Cher ami,
Alors j'ai relu quelques pages de Julien Gracq, en particulier dans Lettrines. C'est un homme auquel je pense souvent. Pas seulement à Quimper, cette ville à nattes où il a enseigné ; pas seulement quand je passe par Argol pour m'enfoncer dans cette Norvège bretonne – tous les pays du monde sont en Bretagne, la Bretagne n'est nulle part qu'en elle-même, et Gracq en connaît les sortilèges –, cette route étroite qui par lacets et fjords me conduit au Faou et à Brest, avec, au passage, salut motorisé à l'abbaye de Landévennec, où poussent des palmiers.
J'y pense comme à un homme que je ne verrai sans doute jamais, mais que je suis heureux, rassuré, de savoir en même temps que moi sur cette terre ; que je me contente d'imaginer, difficilement, dans un monde qu'il a si bien entrepris de tenir, esprit, âme en pointe aiguë, hors de tout ce qui le rend de jour en jour plus irrespirable. C'est avec vous, je crois, qu'un jour de l'été dernier, je m'étonnais de voir des vaches dans un pré ; qu'il y eût encore des vaches, des vraies, à traire, dans un pré, un vrai, à petites fleurs comestibles. Julien Gracq et le monde restitué, perpétué dans ses livres, eh bien, c'est un peu la même chose. La même surprise. Quand je le relis, et Gracq est surtout à relire, j'ai cette sensation d'un homme, d'un contemporain, qui n'a pas cédé ; que son nerf de polémiste n'a pas dévoyé ; que son intelligence n'a pas culpabilisé, fourvoyé dans les bas-fonds de la spécialisation intellectuelle ; que son penchant originel, et, en quelque sorte, ingénu, n'a pas fait délirer. C'est un homme de mesure, mais cette mesure, musicale. Gracq est aussi évident et invisible que le château d'Argol. Sa fidélité exemplaire : à Breton, à José Corti, son éditeur ; à Brocéliande. Gracq est un homme profondément engagé, et je ne conçois pas d'autre manière de l'être, car son engagement est d'amour. Mot dangereux. Achtung ! C'est pourtant le seul d'où tout engagement efficace découle. Nous le savons. Nous le croyons, malgré les batteurs de foire sociale à la petite semaine.
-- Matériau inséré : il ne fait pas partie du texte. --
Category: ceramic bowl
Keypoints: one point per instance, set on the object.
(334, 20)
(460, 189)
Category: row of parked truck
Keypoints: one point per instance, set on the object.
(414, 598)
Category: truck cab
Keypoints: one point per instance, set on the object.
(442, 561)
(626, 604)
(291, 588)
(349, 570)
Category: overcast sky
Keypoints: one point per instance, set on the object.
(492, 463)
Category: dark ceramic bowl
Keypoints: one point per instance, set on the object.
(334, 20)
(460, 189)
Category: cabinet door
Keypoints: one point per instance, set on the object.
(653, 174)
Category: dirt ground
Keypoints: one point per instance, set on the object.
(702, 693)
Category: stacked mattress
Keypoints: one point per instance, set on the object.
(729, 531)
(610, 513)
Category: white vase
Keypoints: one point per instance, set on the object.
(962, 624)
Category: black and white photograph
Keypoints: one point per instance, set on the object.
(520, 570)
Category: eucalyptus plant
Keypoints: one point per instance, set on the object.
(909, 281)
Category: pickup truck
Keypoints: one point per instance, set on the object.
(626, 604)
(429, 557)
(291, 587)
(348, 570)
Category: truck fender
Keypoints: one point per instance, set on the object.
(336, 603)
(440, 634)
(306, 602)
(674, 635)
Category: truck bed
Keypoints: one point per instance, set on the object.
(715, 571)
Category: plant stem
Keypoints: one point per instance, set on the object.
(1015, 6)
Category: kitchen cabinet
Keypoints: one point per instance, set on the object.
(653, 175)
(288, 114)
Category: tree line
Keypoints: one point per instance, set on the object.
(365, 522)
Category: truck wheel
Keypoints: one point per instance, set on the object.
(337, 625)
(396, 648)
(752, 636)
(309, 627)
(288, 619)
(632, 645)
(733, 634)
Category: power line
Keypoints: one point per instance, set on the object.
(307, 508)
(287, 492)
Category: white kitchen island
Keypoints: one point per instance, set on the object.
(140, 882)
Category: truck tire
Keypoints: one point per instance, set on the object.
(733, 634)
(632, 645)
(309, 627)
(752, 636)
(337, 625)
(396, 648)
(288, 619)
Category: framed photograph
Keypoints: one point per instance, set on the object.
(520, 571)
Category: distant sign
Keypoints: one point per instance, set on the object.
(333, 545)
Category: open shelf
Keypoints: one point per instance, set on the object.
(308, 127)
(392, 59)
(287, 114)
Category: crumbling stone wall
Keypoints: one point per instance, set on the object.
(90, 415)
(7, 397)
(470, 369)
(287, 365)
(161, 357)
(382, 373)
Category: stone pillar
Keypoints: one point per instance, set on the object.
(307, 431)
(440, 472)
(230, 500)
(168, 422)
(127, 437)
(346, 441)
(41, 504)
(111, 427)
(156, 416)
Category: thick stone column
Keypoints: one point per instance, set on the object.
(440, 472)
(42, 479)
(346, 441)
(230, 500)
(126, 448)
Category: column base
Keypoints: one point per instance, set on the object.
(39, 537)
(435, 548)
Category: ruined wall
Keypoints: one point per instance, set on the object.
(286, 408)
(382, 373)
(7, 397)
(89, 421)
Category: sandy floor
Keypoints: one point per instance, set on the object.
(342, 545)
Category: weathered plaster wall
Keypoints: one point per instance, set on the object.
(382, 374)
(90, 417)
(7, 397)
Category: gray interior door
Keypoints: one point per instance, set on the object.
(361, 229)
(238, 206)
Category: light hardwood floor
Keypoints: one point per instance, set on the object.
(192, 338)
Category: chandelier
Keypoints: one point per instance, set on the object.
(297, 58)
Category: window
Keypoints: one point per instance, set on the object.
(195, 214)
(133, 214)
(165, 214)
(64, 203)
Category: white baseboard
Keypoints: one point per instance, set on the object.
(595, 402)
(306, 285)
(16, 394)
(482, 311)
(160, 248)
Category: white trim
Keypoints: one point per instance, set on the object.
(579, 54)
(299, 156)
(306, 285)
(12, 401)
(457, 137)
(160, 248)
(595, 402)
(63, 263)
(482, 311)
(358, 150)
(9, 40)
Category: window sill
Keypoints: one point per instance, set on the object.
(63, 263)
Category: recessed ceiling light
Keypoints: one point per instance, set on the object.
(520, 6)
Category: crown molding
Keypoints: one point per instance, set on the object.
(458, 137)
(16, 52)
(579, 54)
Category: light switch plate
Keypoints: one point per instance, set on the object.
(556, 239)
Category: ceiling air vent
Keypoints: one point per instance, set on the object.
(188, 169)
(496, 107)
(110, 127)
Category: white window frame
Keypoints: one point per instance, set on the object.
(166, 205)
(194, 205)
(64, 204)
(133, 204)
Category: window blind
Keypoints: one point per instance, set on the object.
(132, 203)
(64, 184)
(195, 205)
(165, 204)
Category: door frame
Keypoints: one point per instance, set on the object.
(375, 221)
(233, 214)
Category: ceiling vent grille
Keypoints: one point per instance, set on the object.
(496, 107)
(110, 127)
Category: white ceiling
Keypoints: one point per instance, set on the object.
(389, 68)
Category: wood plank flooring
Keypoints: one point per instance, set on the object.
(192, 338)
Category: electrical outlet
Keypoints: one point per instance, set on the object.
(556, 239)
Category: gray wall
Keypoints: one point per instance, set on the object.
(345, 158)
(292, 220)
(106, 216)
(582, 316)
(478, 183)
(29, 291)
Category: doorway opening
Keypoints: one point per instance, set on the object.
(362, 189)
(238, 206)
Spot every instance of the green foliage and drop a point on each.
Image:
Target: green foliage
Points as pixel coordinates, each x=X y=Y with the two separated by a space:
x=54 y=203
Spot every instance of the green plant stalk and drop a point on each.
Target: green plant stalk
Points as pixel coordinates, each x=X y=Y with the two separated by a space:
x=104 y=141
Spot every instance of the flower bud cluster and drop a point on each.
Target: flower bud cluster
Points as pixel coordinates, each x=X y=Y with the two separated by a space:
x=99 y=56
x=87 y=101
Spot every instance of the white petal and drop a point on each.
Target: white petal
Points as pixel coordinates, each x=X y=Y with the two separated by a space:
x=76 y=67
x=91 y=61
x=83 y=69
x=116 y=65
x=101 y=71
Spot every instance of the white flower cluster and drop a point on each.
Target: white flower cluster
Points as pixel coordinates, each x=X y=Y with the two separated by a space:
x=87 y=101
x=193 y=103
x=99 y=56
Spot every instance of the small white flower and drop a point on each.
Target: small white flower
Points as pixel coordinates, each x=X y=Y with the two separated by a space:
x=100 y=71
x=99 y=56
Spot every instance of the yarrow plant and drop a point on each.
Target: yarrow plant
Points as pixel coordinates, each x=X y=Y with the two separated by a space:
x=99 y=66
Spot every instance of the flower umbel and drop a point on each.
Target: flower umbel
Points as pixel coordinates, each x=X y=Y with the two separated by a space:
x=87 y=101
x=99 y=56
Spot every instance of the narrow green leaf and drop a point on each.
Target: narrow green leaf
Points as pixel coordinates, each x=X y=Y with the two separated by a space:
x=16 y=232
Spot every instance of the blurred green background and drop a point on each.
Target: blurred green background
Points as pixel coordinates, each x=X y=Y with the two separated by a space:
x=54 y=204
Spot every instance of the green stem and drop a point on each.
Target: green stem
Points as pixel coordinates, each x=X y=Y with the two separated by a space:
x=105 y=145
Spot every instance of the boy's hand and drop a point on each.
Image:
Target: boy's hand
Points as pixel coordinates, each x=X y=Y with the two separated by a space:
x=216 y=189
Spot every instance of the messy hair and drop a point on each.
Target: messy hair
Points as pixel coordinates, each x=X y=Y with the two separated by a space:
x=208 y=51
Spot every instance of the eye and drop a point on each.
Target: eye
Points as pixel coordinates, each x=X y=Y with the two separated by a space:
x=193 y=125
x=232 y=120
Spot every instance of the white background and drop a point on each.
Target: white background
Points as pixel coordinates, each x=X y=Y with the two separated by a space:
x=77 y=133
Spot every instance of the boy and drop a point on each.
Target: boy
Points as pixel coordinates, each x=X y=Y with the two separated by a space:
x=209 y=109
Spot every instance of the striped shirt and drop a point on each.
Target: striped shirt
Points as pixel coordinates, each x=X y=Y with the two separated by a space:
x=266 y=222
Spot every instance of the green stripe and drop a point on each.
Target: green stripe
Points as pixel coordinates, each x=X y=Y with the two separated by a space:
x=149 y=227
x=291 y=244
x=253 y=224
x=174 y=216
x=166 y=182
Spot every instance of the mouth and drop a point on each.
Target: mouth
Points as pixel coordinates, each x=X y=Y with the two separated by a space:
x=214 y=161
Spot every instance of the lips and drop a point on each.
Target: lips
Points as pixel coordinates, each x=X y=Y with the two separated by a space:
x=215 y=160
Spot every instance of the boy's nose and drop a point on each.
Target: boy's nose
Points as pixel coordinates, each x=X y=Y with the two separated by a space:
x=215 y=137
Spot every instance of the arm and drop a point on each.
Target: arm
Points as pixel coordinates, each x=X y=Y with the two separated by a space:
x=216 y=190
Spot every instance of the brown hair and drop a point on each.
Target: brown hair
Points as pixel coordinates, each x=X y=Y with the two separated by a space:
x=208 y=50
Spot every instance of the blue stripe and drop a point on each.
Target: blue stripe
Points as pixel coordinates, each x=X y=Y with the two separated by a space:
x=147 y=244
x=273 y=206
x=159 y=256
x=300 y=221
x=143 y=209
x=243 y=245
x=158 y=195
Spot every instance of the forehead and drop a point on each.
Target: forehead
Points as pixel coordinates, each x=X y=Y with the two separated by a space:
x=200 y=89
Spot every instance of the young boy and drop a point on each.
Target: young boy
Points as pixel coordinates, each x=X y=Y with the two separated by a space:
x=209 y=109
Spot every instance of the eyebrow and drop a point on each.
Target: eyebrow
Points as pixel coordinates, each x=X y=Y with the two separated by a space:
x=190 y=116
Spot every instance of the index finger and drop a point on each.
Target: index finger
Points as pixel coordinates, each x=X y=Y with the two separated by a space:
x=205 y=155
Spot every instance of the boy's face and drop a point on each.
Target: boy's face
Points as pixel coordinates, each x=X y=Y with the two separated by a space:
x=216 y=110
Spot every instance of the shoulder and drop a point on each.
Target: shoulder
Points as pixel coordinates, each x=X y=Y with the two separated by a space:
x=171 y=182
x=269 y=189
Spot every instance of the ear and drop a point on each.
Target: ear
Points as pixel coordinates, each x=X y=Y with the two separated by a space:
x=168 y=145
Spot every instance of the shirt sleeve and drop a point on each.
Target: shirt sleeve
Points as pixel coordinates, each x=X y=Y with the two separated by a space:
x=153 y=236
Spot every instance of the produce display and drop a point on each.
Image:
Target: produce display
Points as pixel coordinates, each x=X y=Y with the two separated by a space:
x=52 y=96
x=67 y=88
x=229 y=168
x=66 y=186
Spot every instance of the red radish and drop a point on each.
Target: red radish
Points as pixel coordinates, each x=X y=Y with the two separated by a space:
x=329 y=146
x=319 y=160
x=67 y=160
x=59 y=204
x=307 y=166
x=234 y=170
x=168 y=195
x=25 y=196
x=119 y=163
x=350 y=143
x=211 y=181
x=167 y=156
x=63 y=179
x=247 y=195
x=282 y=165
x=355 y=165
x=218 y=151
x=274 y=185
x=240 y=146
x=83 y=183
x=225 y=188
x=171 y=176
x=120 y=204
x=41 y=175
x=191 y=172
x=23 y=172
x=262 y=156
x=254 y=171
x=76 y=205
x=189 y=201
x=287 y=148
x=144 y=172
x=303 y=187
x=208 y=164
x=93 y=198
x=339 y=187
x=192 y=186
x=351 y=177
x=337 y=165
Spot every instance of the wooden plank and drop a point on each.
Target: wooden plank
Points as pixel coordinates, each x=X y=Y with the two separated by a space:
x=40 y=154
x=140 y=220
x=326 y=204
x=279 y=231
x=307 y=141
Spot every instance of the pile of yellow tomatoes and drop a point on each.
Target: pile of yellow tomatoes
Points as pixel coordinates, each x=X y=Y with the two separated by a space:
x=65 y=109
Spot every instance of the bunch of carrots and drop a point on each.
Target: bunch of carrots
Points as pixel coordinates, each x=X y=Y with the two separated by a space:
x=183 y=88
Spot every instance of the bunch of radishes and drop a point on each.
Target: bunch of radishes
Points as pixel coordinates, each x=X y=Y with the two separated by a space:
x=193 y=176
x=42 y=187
Il s'agit d'un engagement dans le Temps, et c'est, dès lors, aussi bien celui de Jeanne d'Arc que des jeunes Tchèques qui s'incendient sur place. Auprès duquel le simili-terrorisme de nos jeunes ou moins jeunes Turcs définitivement tels quels relève de la plus haute farce.
Chaque fois que je suis tombé sur un texte de Gracq, j'ai ressenti une jubilation, ou mieux, une brûlure. Un peu comparable à celle que provoque une boule de neige dans la paume. Textes qui se tiennent au garde-à-vous face à l'inconnu(e), qui ne perdent jamais la hauteur d'attaque de leur diction, qui ne se laissent jamais prendre aux harmoniques de leur chant, qui ne s'écoutent pas, mais sont jaloux, fièrement jaloux, de leur situation extrêmement privilégiée dans le jeu même qu'ils risquent. Il y a dans la prose de Gracq comme un cliquetis d'armes, sa phrase est chargée – charge émotive – et fait soudain craquer le texte entier, comme le dégel un étang. Il y a emportement, l'alcool métaphorique emporte le linéaire, l'enivre. On pourrait donc ici parler d'érotisme, au sens plein de ce terme extraordinairement galvaudé. Un fil électrique parcourt, fait vibrer, résonner, le cœur des mots, allumés ici et là, et le regard s'en trouve comme enchanté, quasiment « féminisé » ; l'oreille alertée par une rumeur de fête lointaine, à figuration magique. Julien Gracq traverse la scène de profil, de dos, sans aucune concession au folklore de son imagination, emmuré dans son espace personnel qui ouvre, toute lézarde reconnue, entre le chien et le loup des saisons éternelles, sur l'ailleurs. Discrète, soumise à l'autorité du poète, son œuvre est une invitation au voyage absolu auquel nous sommes tous candidats, plus ou moins paralysés dans les algues de notre appétit, notre goût, notre désir d'être une fois pour toutes, hic et nunc, quoique branchés, par la grâce d'une foi sans investiture théâtrale, voire avouable. Julien Gracq est dans le secret du secret. Le vœu d'ignorance n'est pas autre chose. Il n'interdit, il n'empêche pas la culture. Il la force à être amoureuse. La lune ainsi retient la mer.